J’exhorte les infirmières et infirmiers de partout au Canada à se tenir au courant des progrès dans la recherche sur le cannabis et à collaborer avec leurs employeurs et leurs organismes de réglementation au fur et à mesure que les données probantes sur le cannabis et les politiques connexes évoluent. Nous pourrons ainsi nous assurer que la population canadienne pourra se procurer et consommer adéquatement, équitablement et sans complications du cannabis médicinal et qu’elle recevra des renseignements exacts quant aux risques et avantages potentiels de cette substance complexe.

Ressources complémentaires :

Association des infirmières et des infirmiers du Canada. La réduction des méfaits de la consommation de cannabis à des fins non médicales [PDF, 722,5 Ko], 2017.

National Academies of Sciences, Engineering and Medicine. The Health Effects of Cannabis and Cannabinoids: The Current State of Evidence and Recommendations for Research, 2017.

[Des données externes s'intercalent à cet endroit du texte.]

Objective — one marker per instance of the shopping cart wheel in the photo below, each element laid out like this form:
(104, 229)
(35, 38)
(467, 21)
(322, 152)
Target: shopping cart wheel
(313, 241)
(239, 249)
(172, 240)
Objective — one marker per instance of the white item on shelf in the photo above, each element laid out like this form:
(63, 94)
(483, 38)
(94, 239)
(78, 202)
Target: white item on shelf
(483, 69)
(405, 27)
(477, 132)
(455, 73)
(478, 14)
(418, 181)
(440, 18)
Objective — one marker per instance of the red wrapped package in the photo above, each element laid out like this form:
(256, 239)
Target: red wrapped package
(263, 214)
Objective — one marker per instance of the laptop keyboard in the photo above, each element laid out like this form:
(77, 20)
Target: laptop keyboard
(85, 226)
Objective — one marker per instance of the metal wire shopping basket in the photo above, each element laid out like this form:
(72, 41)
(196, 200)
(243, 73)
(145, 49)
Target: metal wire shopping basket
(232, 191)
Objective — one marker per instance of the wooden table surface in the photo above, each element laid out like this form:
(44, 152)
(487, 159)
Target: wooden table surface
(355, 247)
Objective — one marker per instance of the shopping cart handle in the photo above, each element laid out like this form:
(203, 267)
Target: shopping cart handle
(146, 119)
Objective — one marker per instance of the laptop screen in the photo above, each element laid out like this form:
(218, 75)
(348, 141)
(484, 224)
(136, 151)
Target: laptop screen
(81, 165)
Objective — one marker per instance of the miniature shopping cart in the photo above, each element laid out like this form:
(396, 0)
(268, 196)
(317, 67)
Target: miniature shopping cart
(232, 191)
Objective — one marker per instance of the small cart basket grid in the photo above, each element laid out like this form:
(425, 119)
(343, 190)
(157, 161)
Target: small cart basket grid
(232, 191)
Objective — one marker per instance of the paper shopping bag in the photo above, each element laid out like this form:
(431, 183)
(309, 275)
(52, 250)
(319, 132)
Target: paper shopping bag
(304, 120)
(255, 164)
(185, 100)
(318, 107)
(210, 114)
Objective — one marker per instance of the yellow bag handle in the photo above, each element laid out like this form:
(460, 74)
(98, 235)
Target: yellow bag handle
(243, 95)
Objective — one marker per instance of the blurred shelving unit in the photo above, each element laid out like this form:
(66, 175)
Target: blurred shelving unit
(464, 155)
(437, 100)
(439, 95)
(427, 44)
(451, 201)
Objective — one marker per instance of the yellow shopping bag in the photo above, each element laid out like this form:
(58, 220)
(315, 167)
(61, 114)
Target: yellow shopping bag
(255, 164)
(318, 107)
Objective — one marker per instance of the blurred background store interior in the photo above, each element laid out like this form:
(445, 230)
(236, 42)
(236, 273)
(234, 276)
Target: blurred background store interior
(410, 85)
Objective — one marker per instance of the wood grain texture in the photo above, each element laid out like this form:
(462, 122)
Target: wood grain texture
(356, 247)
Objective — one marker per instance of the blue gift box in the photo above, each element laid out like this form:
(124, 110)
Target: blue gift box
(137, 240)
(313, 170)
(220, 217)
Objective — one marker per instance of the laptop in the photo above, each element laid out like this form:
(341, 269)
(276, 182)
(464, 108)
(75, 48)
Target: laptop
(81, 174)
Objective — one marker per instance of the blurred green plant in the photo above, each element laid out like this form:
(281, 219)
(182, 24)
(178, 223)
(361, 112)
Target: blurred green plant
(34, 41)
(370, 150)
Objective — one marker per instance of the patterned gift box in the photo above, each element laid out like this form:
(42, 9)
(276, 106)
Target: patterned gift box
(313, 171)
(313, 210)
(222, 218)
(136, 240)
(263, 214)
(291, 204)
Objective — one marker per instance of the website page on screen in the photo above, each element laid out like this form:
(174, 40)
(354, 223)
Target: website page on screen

Société de protection des infirmières et infirmiers du Canada. Access to Cannabis for Medical Purposes: What Every Nurse Should Know, 2018

Santé Canada. Renseignements destinés aux professionnels de la santé : Le cannabis (marihuana, marijuana) et les cannabinoïdes [PDF, 722,5 Ko], 2018.

Lynda G. Balneaves, inf. aut., Ph. D., est professeure agrégée au Collège de sciences infirmières, Faculté des sciences de la santé Rady, Université du Manitoba, et directrice adjointe du Canadian Consortium for the Investigation of Cannabinoids (consortium canadien de recherche sur les cannabinoïdes).